Scientists have still not ascertained from where the streak of flowing water generate. They speculate that it may rise up from underground ice or salty aquifers, or condense out of the thin Martian atmosphere.

"The existence of liquid water, even if it is super salty briny water, gives the possibility that if there's life on Mars, that we have a way to describe how it might survive," declared John Grunsfeld, associate administrator for the Science Mission Directorate at NASA, in an interview for CNN.

NASA used an imager on board the Mars Reconnaissance Orbiter and by looking at light waves returned from seasonal dark streaks on the surface long suspected to be associated with liquid water confirmed the presence of water.

The team shared that it found infra-red signatures for hydrated salts when the dark flows were present, but none before they had grown.
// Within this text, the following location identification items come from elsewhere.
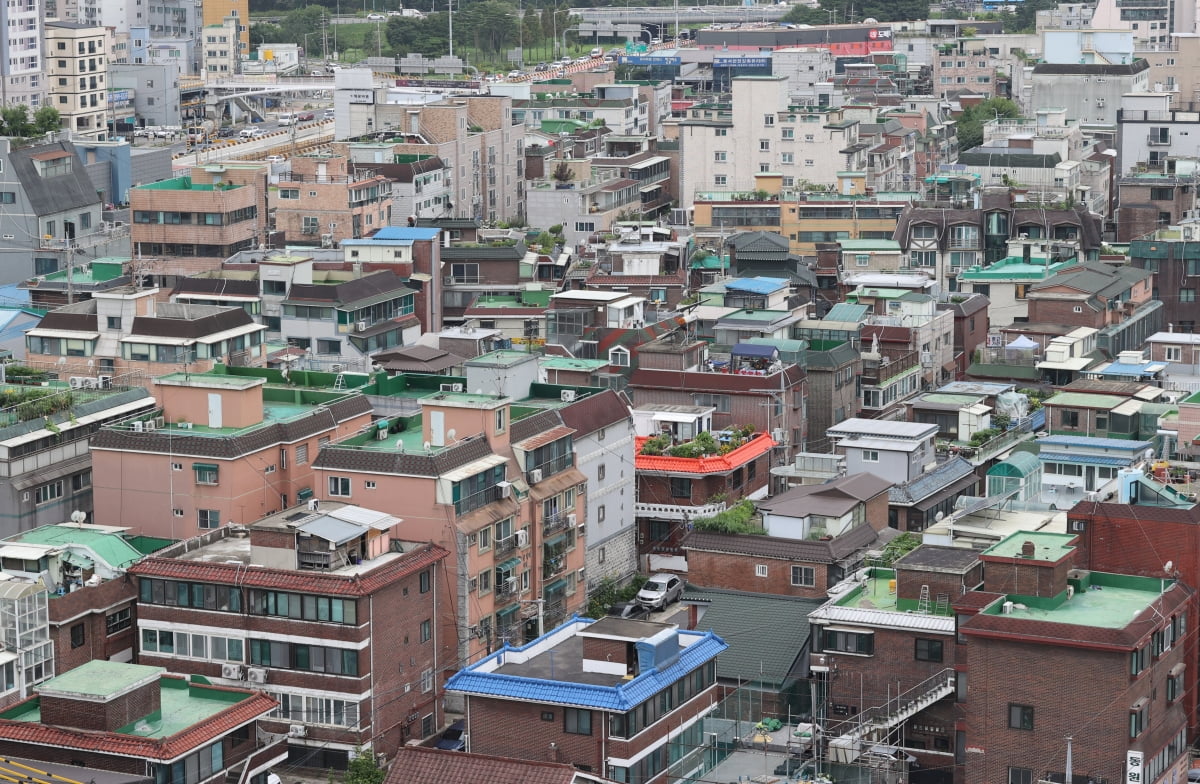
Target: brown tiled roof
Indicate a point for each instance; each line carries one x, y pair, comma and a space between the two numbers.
417, 765
801, 550
591, 413
383, 461
235, 446
325, 584
255, 705
534, 424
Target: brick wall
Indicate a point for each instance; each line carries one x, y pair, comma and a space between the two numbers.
107, 717
737, 573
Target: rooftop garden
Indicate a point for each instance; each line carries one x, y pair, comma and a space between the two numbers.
705, 444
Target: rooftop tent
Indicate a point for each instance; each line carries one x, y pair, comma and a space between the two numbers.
755, 351
1023, 342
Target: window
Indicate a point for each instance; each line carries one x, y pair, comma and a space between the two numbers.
577, 720
928, 650
118, 621
804, 576
862, 644
1020, 776
1020, 717
1138, 717
48, 492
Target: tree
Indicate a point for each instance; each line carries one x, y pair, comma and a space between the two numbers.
970, 123
364, 768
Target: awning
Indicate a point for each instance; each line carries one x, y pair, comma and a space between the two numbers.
754, 349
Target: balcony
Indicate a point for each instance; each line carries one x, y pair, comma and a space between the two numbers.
677, 512
555, 522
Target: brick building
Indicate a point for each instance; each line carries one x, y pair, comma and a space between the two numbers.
132, 718
673, 489
225, 447
331, 610
502, 494
623, 699
1128, 633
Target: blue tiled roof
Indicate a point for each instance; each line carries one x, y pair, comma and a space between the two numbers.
1092, 460
1092, 442
756, 285
622, 696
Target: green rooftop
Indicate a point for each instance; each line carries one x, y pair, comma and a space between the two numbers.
1084, 400
1101, 599
184, 705
109, 545
185, 184
1047, 546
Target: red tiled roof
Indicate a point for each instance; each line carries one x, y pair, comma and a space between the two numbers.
417, 765
715, 464
256, 705
292, 579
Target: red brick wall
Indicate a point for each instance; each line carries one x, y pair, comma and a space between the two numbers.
737, 573
106, 717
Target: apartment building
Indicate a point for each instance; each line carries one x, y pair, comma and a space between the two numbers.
125, 334
477, 136
223, 447
639, 718
192, 223
51, 205
21, 49
726, 145
84, 718
1037, 603
330, 609
323, 199
502, 494
77, 76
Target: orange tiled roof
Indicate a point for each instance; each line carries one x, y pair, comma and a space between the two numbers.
715, 464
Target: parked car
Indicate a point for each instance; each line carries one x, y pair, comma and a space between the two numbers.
660, 591
451, 737
629, 610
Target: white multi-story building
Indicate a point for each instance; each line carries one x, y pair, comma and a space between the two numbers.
21, 53
726, 145
77, 71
The hydrated salts, a mix of chlorates and perchlorates, are a smoking gun for the presence of water at all four sites inspected: the Hale, Palikir and Horowitz craters, and a large canyon called Coprates Chasma.

The perchlorate salts lowers the freezing/melting point of water and thus the water remains liquid.

"These may be the best places to search for extant life near the surface of Mars," said Alfred McEwen, a planetary geologist at the University of Arizona and senior author on the study. "While it would be very important to find evidence of ancient life, it would be difficult to understand the biology. Current life would be much more informative."